The wireless and internet bans are included in the latest draft of the “system integrity” section of the VVSG update. A working group focused on the VVSG’s cybersecurity elements reviewed the document during an Oct. 29 teleconference.
As its name suggests, the VVSG — produced by the Election Assistance Commission and the technical standards agency NIST — is not a set of mandatory federal rules. However, most states require voting equipment to pass VVSG-based testing before they buy it.
Security experts have frequently criticized the VVSG for lacking robust protections against hacking. It has not been significantly updated since the EAC adopted the first version in 2005.
Wireless connectivity has been a particular concern. Some vendors offer machines with cellular modems that allow poll workers to rapidly transmit unofficial results to central offices on election night. Some election officials appreciate the modems’ convenience, but experts say they create serious vulnerabilities by connecting machines to the internet.
In May, advocacy groups said that they had driven more than 50,000 public comments to the EAC urging the commission to ban wireless and internet connectivity. Dan Savickas, federal affairs manager at the conservative organization FreedomWorks, called it “a commonsense measure to ensure the integrity of our voting machines.”
The NIST employees drafting VVSG 2.0 ultimately agreed. “Exposure to the internet could allow nation-state attackers to gain remote access to the voting system,” they wrote in the discussion section of the new wireless ban.
Even local wireless connections such as Bluetooth “can expand the attack surface of the voting system,” they wrote in explaining the separate wireless ban.
Bluetooth is one way for hearing-impaired voters to connect accessories they need to use in polling places. Under the new rules, which were developed in collaboration with the VVSG accessibility working group, those voters will still be able to use assistive devices by plugging in adapters.
During the Oct. 29 cyber working group meeting, NIST staffer Gema Howell confirmed that, if this rule were approved, election officials would have to transmit results using non-voting technology, such as by taking cellphone pictures of results and emailing them to central offices.
“The process for transmitting the results would be handled completely separate[ly],” Howell told the working group, which includes government employees, security experts, vendor representatives and activists.
The proposed bans “should be an absolute no-brainer,” said Susan Greenhalgh, the vice president of policy and programs at the National Election Defense Coalition, which helped drive the public comment campaign. “It’s troubling that it took so long to get here.”
Internet connections in voting systems have been the source of recent controversy at the EAC. In May, the agency’s Republican chairwoman, Christy McCormick, falsely told the Senate Rules Committee that the current VVSG bans internet connectivity. Following a POLITICO inquiry, Sen. Amy Klobuchar (D-Minn.,) the committee’s top Democrat, asked McCormick to correct the record, which she did in June.
The new rules, along with the rest of VVSG 2.0, must survive approval by three EAC advisory groups. The 15-member Technical Guidelines Development Committee will meet on Friday to review the draft.
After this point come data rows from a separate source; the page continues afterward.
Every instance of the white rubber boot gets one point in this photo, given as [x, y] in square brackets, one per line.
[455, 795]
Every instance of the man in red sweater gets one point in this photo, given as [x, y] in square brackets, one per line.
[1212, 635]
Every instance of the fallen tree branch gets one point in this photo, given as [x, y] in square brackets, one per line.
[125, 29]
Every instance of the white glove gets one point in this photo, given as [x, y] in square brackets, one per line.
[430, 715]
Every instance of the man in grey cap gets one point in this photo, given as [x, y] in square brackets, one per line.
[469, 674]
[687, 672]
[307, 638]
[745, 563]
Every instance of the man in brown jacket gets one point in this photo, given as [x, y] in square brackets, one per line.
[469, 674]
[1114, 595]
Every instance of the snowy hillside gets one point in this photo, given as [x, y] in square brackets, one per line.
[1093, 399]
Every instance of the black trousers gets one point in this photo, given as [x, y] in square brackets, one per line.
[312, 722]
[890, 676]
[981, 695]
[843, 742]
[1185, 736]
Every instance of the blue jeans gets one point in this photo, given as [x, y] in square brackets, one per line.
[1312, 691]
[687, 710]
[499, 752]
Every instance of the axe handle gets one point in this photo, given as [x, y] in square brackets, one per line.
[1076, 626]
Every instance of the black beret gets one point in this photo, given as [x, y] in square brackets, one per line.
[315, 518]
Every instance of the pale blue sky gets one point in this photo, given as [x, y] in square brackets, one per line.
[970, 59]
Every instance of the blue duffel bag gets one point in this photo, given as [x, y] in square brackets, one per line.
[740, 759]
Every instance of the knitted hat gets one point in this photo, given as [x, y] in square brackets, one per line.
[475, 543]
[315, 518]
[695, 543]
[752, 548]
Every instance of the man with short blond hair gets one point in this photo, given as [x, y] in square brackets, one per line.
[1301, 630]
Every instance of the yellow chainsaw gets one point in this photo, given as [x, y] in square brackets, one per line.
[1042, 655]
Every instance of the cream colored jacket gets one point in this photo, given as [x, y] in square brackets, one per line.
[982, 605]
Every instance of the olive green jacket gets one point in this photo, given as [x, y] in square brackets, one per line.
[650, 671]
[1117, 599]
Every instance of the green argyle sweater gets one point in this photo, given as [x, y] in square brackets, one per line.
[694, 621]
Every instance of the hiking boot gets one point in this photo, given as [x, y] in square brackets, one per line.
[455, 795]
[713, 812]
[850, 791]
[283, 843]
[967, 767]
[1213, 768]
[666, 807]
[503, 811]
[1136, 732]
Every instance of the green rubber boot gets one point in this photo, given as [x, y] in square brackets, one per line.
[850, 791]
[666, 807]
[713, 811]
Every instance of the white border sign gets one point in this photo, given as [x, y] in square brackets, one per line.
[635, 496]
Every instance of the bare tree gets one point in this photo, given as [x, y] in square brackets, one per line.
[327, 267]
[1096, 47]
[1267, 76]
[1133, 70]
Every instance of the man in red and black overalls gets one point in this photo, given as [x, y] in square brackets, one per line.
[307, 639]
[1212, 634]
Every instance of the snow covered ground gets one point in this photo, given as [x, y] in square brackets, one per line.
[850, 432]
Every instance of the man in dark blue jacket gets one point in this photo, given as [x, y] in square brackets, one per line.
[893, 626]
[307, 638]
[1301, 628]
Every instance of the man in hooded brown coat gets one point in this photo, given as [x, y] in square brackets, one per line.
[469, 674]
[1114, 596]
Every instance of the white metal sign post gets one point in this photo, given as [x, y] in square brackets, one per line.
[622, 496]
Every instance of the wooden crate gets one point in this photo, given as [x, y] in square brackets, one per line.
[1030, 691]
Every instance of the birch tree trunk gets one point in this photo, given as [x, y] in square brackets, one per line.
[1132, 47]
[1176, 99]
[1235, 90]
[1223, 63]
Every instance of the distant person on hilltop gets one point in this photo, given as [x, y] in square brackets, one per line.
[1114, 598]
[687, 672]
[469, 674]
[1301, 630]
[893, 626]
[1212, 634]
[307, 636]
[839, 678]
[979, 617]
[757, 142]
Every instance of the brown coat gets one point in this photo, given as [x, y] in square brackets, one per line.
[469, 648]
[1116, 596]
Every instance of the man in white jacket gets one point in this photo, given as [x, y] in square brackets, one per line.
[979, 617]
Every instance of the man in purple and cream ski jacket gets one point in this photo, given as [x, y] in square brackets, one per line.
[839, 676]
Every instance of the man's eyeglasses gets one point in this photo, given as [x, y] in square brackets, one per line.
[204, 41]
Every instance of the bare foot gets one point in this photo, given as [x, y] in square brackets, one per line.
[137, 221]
If they approve it, the EAC will then submit it to the agency’s Board of Advisors, as well as its Standards Board. It remains unclear, however, whether the EAC’s four politically appointed commissioners will have to vote to approve the rules after that.
The EAC also has not yet developed a plan for phasing out the old VVSG. There will likely be a transition period during which states can ask vendors to meet either the old or the new standards.